On Fri, Aug 10, 2018 at 03:40:23AM +0200, erentheti...@mail.de wrote:
> I am searching for more information regarding possible bugs related to
> BTRFS Raid 5/6. All sites i could find are incomplete and information
> contradicts itself:
>
> The Wiki Raid 5/6 Page (https://btrfs.wiki.kernel.org/index.php/RAID56)
> warns of the write hole bug, stating that your data remains safe
> (except data written during power loss, obviously) upon unclean shutdown
> unless your data gets corrupted by further issues like bit-rot, drive
> failure etc.

The raid5/6 write hole bug exists on btrfs (as of 4.14-4.16) and there are
no mitigations to prevent or avoid it in mainline kernels.

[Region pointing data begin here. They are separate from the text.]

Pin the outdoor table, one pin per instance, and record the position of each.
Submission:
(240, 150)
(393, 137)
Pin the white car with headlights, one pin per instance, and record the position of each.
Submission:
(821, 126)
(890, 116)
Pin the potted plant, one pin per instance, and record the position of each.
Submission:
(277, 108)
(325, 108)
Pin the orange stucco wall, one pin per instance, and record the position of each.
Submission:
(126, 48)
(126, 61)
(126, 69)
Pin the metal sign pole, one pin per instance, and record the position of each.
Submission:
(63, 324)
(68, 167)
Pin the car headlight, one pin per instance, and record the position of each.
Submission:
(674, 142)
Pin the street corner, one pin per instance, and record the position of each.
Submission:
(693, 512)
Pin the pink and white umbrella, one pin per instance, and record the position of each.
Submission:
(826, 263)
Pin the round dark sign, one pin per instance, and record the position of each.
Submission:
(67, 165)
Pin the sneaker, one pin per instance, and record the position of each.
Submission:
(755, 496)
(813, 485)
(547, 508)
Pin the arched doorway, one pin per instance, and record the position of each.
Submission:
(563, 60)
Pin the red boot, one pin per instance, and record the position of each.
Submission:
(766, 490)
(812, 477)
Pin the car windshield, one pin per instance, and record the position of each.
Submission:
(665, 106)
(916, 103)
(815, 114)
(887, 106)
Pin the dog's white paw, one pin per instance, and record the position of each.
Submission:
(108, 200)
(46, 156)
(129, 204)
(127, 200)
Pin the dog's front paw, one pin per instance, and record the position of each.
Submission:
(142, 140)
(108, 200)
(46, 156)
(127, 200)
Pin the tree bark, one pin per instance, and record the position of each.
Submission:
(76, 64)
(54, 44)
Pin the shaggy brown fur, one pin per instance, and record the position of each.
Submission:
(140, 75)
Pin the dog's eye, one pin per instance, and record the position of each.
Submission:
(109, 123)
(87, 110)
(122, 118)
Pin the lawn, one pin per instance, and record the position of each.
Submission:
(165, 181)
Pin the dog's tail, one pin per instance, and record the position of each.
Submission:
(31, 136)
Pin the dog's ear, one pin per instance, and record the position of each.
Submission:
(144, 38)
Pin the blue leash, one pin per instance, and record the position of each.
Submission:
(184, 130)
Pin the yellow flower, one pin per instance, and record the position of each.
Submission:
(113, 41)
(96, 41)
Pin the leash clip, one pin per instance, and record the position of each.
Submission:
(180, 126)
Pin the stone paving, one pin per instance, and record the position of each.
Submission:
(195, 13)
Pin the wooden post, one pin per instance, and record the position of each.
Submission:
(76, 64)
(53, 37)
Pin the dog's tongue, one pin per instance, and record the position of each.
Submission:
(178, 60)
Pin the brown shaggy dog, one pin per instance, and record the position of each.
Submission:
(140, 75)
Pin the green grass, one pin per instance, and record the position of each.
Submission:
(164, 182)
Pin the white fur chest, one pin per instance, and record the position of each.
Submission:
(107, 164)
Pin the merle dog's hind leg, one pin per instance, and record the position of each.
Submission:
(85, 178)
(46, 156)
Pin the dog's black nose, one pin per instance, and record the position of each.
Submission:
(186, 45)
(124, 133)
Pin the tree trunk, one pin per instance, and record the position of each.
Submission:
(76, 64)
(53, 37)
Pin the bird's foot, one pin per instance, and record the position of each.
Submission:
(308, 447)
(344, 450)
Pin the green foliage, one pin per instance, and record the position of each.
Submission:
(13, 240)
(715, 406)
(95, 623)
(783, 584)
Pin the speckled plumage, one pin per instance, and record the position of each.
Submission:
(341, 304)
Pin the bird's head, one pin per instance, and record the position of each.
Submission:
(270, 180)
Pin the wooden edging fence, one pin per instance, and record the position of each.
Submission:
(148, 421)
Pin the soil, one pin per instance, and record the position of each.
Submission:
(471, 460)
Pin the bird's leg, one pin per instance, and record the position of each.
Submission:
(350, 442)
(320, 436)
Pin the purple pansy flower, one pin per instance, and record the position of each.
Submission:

The write hole results from allowing a mixture of old (committed) and
new (uncommitted) writes to the same RAID5/6 stripe (i.e. a group of
blocks consisting of one related data or parity block from each disk
in the array, such that writes to any of the data blocks affect the
correctness of the parity block and vice versa).  If the writes were
not completed and one or more of the data blocks are not online, the
data blocks reconstructed by the raid5/6 algorithm will be corrupt.

If all disks are online, the write hole does not immediately
damage user-visible data as the old data blocks can still be read
directly; however, should a drive failure occur later, old data may
not be recoverable because the parity block will not be correct for
reconstructing the missing data block.  A scrub can fix write hole
errors if all disks are online, and a scrub should be performed after
any unclean shutdown to recompute parity data.

The write hole always puts both old and new data at risk of damage;
however, due to btrfs's copy-on-write behavior, only the old damaged
data can be observed after power loss.  The damaged new data will have
no references to it written to the disk due to the power failure, so
there is no way to observe the new damaged data using the filesystem.
Not every interrupted write causes damage to old data, but some will.

Two possible mitigations for the write hole are:

        - modify the btrfs allocator to prevent writes to partially filled
        raid5/6 stripes (similar to what the ssd mount option does, except
        with the correct parameters to match RAID5/6 stripe boundaries),
        and advise users to run btrfs balance much more often to reclaim
        free space in partially occupied raid stripes

        - add a stripe write journal to the raid5/6 layer (either in
        btrfs itself, or in a lower RAID5 layer).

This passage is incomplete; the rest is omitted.